宅配クライシスの救世主は、アマゾンではなく「鍵ビジネス」かもしれないスマホアプリを使用して鍵の開閉が可能(提供:ビットキー)

アマゾンジャパンが「置き配」サービスを始めるなど、家やオフィスの“不在時”を有効活用するサービスが活況だ。そんな中、スマホを使って遠隔で鍵を開閉できるスマートロックを提供しているビットキーが、“不在時ビジネス”参入に意欲を燃やしている。創業からわずか1年で累計調達額が10億円を超えた急成長スタートアップが見据える戦略の全貌とは。(ダイヤモンド編集部 塙 花梨)

不在時ビジネス活況の実態

「休日は毎週、再配達の受け取りがあるから、なかなか外出できないんです」――都内のアパートで一人暮らしをしているMさん(20代女性)は頭を抱える。

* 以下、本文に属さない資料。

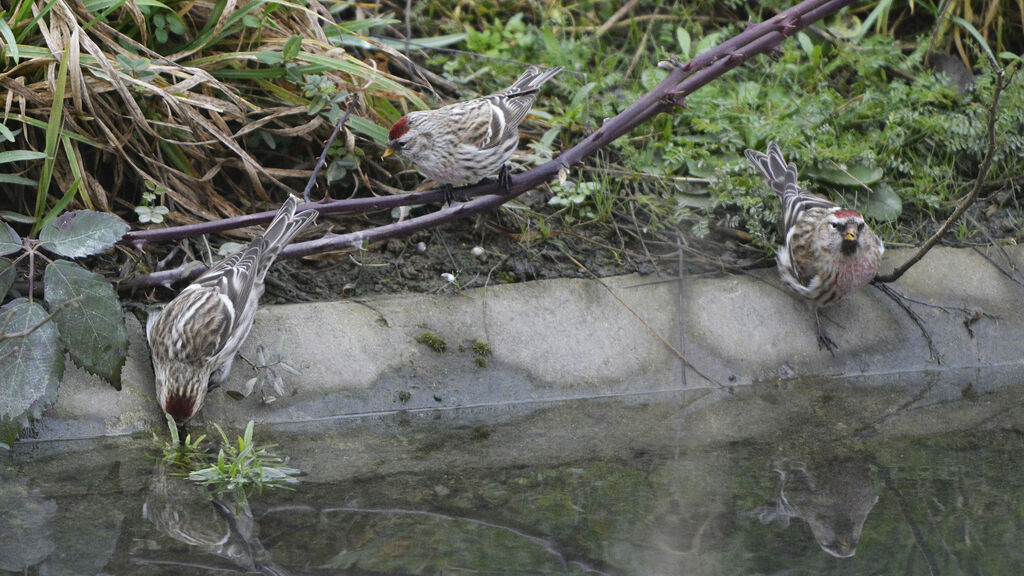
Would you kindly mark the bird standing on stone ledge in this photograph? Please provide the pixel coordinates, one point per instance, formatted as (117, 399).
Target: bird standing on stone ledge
(195, 338)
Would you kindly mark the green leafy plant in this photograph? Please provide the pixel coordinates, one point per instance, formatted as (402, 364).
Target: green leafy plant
(186, 453)
(151, 211)
(243, 468)
(82, 315)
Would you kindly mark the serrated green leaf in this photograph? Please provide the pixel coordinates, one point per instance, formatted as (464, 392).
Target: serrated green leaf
(31, 366)
(268, 57)
(15, 217)
(20, 180)
(683, 37)
(10, 44)
(883, 204)
(93, 328)
(82, 233)
(9, 241)
(6, 277)
(20, 156)
(853, 175)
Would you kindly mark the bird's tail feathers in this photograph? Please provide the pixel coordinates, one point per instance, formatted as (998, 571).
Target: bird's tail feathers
(779, 174)
(285, 225)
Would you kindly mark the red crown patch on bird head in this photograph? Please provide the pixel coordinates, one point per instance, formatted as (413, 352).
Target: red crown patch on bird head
(844, 214)
(399, 128)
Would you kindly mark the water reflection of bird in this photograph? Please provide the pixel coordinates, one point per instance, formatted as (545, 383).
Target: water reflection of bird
(186, 512)
(834, 498)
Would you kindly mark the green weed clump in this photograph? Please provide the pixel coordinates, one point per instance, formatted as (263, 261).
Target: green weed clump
(240, 468)
(865, 119)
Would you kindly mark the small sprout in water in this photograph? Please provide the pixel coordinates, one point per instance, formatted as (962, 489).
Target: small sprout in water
(481, 348)
(186, 453)
(431, 340)
(244, 468)
(481, 351)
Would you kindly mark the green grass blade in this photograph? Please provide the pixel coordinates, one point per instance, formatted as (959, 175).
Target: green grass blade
(32, 25)
(979, 39)
(10, 45)
(20, 156)
(52, 136)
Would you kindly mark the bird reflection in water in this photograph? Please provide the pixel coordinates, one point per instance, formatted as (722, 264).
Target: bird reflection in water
(833, 497)
(188, 513)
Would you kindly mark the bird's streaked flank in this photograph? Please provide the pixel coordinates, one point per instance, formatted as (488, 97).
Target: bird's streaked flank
(195, 338)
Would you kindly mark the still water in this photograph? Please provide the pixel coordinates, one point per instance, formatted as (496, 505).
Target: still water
(806, 478)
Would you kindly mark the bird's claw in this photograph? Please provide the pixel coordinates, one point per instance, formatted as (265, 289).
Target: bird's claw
(505, 178)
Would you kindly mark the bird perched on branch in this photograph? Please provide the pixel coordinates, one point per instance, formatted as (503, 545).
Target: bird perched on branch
(194, 339)
(828, 251)
(464, 142)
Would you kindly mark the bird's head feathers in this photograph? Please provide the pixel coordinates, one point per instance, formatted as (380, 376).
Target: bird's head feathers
(399, 128)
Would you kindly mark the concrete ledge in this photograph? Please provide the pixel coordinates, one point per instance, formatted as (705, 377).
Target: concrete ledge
(565, 339)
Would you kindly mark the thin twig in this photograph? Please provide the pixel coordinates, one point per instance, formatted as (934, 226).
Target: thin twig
(323, 159)
(907, 513)
(682, 80)
(1001, 81)
(898, 298)
(642, 321)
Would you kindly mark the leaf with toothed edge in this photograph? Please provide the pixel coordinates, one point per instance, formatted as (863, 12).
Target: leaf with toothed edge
(9, 241)
(82, 233)
(92, 328)
(31, 367)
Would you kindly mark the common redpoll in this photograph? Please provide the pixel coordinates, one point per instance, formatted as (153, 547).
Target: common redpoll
(464, 142)
(828, 251)
(194, 339)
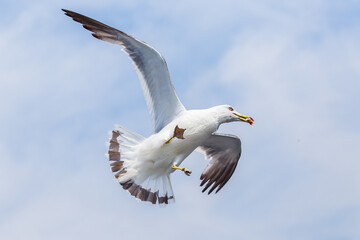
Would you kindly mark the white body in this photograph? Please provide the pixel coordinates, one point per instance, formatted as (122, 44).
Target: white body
(143, 166)
(152, 157)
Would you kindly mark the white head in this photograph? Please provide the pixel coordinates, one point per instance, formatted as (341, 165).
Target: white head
(226, 113)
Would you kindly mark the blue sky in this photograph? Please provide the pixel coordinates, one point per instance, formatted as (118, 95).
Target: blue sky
(293, 66)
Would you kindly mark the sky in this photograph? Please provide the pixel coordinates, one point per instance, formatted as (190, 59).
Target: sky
(294, 66)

 ネット通販の普及により、物流業界が深刻な人手不足に陥る“宅配クライシス”。それに拍車を掛けるのが、 配達員が何度も無駄足を踏まされる“再配達問題”だ。国土交通省の調査によると、再配達率は全国で約16%(2019年4月)と、大きな割合を占めている。

 この解決策として、“不在時ビジネス”が広がりつつある。2019年4月にアマゾンジャパンが玄関の前や自転車のカゴなど指定の場所に商品を届ける「置き配」を開始し、6月にはスマホアプリと簡易宅配ボックスを連携させたサービス「OKIPPA」が、日本郵便と連携して10万個の簡易宅配ボックスの無料配布を実施した。

 その中で、スマートフォンなど用いて遠隔からでも鍵の開閉ができる「スマートロック」によって“宅配クライシス”を解決しようとしているスタートアップが、ビットキーだ。ビットキーは、2019年3月に家事代行サービス「Casy(カジ―)」、7月にはスーパーやコンビニで購入した商品を自宅まで届けるサービスを展開する「ココネット」とも提携した。さらに、8月20日に農家から直接食材を購入できるアプリを提供している「ポケットマルシェ」との実証実験開始を発表し、不在時ビジネス参入の足場を固めている。